F. Desjardins : Les Carnets
Adossée au mur jaune soleil de ma chambre, assise sur le coin de mon lit, je peux
apercevoir mon étagère surmontée de carnets. Ces murs, dont la peinture n’a pas changé depuis dix-huit ans, m’ont vue les remplir de mes jours et de mes peines au fil du temps. Le premier d’entre eux, à la couverture dessinée d’escargots multicolores, raconte l’innocence de ma jeune enfance, les idées d’une petite fille de sept ans qui vivait dans un monde d’amour et de tolérance, où la couleur de la peau n’importait pas plus que celle des cheveux et où toutes les personnes du monde étaient des amis. Ces cahiers racontent l’histoire de ma rencontre avec ma première amie, fraîchement arrivée de Colombie à cette époque. Le jour de la rentrée scolaire, il nous a fallu un seul regard, pour savoir que nous serions inséparables par la suite. Le détail qui nous a attirées l’une à l’autre : la similarité de nos chevelures de lion, aussi frisées l’une que l’autre. Je me rappelle particulièrement qu’elle m’avait dit, cette journée-là, que je ressemblais à un pop-corn et qu’elle m’avait choisie pour cette raison bien précise.
Mon groupe d’amies se composait ensuite d’une Française, d’une Bulgare et d’une jeune anglophone aux traits asiatiques, dont je ne saurais dire l’origine. Nous remarquions les différences d’accent et de caractères physiques, mais à simple titre de curiosités, jamais dans l’idée de nous diviser. Pareil pour mon premier copain, dont la peau était bien plus foncée que la mienne, mais sans importance, parce qu’il était seulement québécois, tout comme moi, et que nous partagions les mêmes valeurs. Il ne me sera donc pas difficile d’expliquer mon incompréhension et ma révolte en apprenant l’histoire de l’apartheid ou du Troisième Reich, qui venait de m’exposer à un problème nouveau : le racisme. À cet âge déjà, j’avais l’importance de la justice et de l’égalité gravée sur le cœur et je m’indignais de toute entrave à ces valeurs. En posant le regard sur le cinquième carnet de la file, je me demande ce qui a changé. Pas mes valeurs certainement, mais ma foi en l’humanité peut-être.

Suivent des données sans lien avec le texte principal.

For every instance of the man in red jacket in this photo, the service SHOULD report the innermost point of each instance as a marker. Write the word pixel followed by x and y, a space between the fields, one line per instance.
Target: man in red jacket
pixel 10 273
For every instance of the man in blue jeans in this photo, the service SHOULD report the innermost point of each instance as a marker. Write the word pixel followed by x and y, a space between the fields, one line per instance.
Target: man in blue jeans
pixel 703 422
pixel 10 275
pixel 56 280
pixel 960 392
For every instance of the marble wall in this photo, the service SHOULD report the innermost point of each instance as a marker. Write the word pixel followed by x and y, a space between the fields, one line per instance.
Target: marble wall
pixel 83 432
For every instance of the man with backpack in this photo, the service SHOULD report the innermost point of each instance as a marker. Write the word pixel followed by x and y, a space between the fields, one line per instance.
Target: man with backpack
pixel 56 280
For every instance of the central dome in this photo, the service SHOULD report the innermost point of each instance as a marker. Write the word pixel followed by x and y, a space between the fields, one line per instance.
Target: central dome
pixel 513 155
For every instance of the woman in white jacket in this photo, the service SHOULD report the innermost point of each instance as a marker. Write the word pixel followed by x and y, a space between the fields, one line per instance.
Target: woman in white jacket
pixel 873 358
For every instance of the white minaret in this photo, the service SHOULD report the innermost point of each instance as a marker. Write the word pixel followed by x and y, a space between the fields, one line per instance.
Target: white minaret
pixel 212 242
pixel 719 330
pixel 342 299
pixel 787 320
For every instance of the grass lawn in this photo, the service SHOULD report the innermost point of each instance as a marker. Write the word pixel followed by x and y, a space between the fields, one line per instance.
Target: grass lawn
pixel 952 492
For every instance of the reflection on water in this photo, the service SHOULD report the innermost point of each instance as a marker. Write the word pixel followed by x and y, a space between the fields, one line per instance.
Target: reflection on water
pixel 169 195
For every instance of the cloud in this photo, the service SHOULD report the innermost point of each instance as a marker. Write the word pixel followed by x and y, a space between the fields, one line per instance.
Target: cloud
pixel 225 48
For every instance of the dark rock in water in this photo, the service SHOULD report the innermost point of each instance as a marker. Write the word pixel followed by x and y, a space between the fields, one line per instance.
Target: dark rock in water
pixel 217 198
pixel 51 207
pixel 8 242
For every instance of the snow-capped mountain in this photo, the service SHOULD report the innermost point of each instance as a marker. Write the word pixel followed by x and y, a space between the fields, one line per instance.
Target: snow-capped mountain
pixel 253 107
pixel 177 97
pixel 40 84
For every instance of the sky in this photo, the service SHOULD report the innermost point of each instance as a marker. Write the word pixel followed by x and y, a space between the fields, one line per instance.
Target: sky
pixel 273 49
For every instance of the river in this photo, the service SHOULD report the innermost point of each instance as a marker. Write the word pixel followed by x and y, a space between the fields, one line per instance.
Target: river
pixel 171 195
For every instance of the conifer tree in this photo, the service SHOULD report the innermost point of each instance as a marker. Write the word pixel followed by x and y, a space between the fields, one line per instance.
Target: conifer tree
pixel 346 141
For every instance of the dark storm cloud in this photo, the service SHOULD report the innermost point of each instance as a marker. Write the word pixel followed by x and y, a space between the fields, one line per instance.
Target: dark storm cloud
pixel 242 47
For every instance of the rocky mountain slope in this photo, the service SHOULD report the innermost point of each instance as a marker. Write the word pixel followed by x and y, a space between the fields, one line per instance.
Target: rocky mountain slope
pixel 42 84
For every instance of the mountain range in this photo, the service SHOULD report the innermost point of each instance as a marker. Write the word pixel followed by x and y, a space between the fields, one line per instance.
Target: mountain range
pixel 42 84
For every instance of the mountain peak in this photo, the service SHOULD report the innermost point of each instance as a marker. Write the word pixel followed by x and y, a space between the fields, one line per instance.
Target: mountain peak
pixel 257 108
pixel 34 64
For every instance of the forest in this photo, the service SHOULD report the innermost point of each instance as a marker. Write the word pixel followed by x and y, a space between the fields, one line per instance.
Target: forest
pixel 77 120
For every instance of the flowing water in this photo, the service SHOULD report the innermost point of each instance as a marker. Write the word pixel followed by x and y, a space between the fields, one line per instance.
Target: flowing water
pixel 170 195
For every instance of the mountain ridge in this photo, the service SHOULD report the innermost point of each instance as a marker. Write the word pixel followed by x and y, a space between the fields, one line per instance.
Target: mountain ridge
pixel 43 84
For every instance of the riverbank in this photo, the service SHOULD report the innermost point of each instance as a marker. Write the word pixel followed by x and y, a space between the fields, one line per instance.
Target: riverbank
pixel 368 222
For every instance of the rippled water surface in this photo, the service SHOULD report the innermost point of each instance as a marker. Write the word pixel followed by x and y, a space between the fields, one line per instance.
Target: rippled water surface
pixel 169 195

Dans mon cas, la pandémie aurait sûrement dû arriver plus tôt. Elle m’aurait ainsi peut-être évité de considérer ma chambre comme un refuge contre le harcèlement scolaire que j’ai subi pendant un an. Cette pandémie m’aurait sauvée de ces garçons, mal éduqués certainement, qui considéraient les femmes comme inférieures et qui prenaient plaisir à les attaquer sur leur sexualité à peine naissante en les insultant de tous ces noms dégradants que je ne nommerai pas. Pour la première fois, j’apercevais que la différence pouvait être un problème. Pas la différence physique bien sûr, mais la différence d’éducation, la différence de culture. Ils ne se gênaient pas pour nous toucher sans notre consentement et pour nous traiter à longueur de journée de prostituées, comme s’ils possédaient un droit divin sur notre corps. Je ne pouvais que tomber de très haut en voyant ce décalage de valeurs entre eux et moi, eux qui posaient des gestes et des paroles sur mes paires pouvant être qualifiées d’agressions sexuelles, tout en criant le nom de leur Dieu sans honte pour affirmer leurs actes. Je ne compte même plus les fois où j’ai entendu la phrase exacte : « Wallah je vais te violer sale pute ! ». Nous. Avions. Quatorze ans.
Le pire dans tout ça, c’est que personne ne disait rien. Le phénomène était trop répandu. Pour tout le monde, c’était seulement « la façon dont les garçons se comportent avec les filles ». Sauf que cette idée est fausse. Au Québec, les femmes sont égales aux hommes, on se traite avec respect. Aucune religion ni différence culturelle ne devrait jamais entraver ce principe. Les femmes ne devraient pas avoir à se cacher, à se couvrir, pour mériter ce respect. Nous sommes égaux. Et pourtant, voilà où nous en sommes. J’ai rempli ce cinquième carnet de ma détresse et de mon désespoir d’un jour me sortir de cette situation. C’est alors que la pandémie est arrivée, prenant pour moi l’allure d’une sauveuse qui saurait me protéger du monde et de ses habitants. J’ai passé le premier mois recluse dans cette chambre aux allures joyeuses qui détonnaient avec les cauchemars qui me hantaient quotidiennement au creux de mes draps bleu ciel.
Aujourd’hui j’ai dix-huit ans. Je m’en remets peu à peu. Mais surtout, je ne me cache plus. Je refuse de me cacher et d’avoir honte. Je n’accepte plus certaines différences. Je ne fais pas de compromis sur ces valeurs. Vous ne me verrez plus me taire. Aujourd’hui, je parle.